A Calais, ils sont environ 800 à avoir planté leurs tentes en espérant pouvoir passer rapidement en Angleterre. Ils sont répartis dans six camps. Le camp des Huttes rassemble lui plus d'une centaine de personnes.
La décision du démantèlement revient au procureur de la République de Boulogne. Celui-ci assume totalement : "On réalise des démantèlements depuis quatre ans motivées par des constatations d'occupations illégales du terrain d'autrui.
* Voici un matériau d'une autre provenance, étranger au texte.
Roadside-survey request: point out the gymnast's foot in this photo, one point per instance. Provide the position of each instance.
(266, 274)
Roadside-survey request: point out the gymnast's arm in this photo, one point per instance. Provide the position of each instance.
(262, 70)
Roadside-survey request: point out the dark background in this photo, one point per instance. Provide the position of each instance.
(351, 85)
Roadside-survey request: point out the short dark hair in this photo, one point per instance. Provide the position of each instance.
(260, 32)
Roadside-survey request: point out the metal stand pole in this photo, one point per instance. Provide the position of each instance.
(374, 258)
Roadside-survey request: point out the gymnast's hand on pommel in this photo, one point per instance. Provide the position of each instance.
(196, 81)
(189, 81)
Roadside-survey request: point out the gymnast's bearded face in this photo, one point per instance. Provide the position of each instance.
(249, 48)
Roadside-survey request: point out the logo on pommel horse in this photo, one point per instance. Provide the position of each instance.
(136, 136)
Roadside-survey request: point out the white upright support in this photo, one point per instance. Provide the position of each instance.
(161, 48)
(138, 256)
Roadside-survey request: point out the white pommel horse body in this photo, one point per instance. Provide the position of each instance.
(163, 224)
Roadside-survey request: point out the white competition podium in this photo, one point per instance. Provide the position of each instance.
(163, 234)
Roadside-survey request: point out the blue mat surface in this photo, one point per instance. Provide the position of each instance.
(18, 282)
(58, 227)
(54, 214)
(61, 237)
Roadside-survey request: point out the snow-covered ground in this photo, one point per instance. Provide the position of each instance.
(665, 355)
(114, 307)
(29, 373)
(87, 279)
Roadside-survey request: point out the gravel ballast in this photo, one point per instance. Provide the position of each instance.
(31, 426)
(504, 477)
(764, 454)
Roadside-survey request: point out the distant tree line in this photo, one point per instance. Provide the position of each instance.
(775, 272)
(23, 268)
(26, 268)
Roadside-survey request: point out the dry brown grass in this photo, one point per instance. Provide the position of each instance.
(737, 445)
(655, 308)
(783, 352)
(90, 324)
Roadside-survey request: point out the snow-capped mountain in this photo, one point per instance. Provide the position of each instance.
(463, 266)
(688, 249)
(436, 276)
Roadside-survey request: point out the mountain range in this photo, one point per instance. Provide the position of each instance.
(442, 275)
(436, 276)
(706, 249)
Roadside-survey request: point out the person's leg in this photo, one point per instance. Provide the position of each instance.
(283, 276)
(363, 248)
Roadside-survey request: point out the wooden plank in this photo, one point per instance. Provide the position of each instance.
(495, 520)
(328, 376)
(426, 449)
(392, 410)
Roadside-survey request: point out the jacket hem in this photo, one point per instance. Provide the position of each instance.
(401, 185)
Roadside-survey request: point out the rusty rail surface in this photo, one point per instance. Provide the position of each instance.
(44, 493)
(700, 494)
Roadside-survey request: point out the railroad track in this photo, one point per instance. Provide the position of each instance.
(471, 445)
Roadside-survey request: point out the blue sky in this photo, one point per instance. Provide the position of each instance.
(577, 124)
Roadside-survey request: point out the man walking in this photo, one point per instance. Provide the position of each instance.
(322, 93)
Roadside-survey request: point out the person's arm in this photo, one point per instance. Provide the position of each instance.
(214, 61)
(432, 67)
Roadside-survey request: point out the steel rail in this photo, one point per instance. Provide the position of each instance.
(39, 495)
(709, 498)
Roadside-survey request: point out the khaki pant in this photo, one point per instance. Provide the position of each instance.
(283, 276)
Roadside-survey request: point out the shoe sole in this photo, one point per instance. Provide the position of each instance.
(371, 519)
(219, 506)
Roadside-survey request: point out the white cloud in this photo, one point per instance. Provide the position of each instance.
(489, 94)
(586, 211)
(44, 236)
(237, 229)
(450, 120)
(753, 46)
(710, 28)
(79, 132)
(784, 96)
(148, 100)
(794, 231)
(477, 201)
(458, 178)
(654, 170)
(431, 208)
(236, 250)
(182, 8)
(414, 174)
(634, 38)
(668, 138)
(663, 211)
Ces occupations sont tout à fait en contravention avec le droit des propriétaires qui ont porté plainte."
L'entrée de la France dans une période de confinement n'altère pas sa décision : "Rien ne me prouve que ces gens sont malades. On invite les gens qui occupent illicitement un terrain à le quitter."
"Des populations entières sont abandonnées"
Loin de lui l'idée donc de renforcer la précarisation des personnes migrantes : "Au contraire, on est dans l'obligation de nettoyer les espaces après l'évacuation. Dans une période comme celle-ci, il vaut mieux nettoyer les terrains plutôt que de les laisser envahis de détritus et de rats, d'autant que les migrants reviennent les occuper quelques instants plus tard."
Pour Claire Millot, le constat est radicalement différent : "On veut que les Français se rendent compte que des populations entières sont abandonnées. Si une seule de ces personnes était contaminée, ils seraient tous malades car ils vivent forcés, les uns sur les autres."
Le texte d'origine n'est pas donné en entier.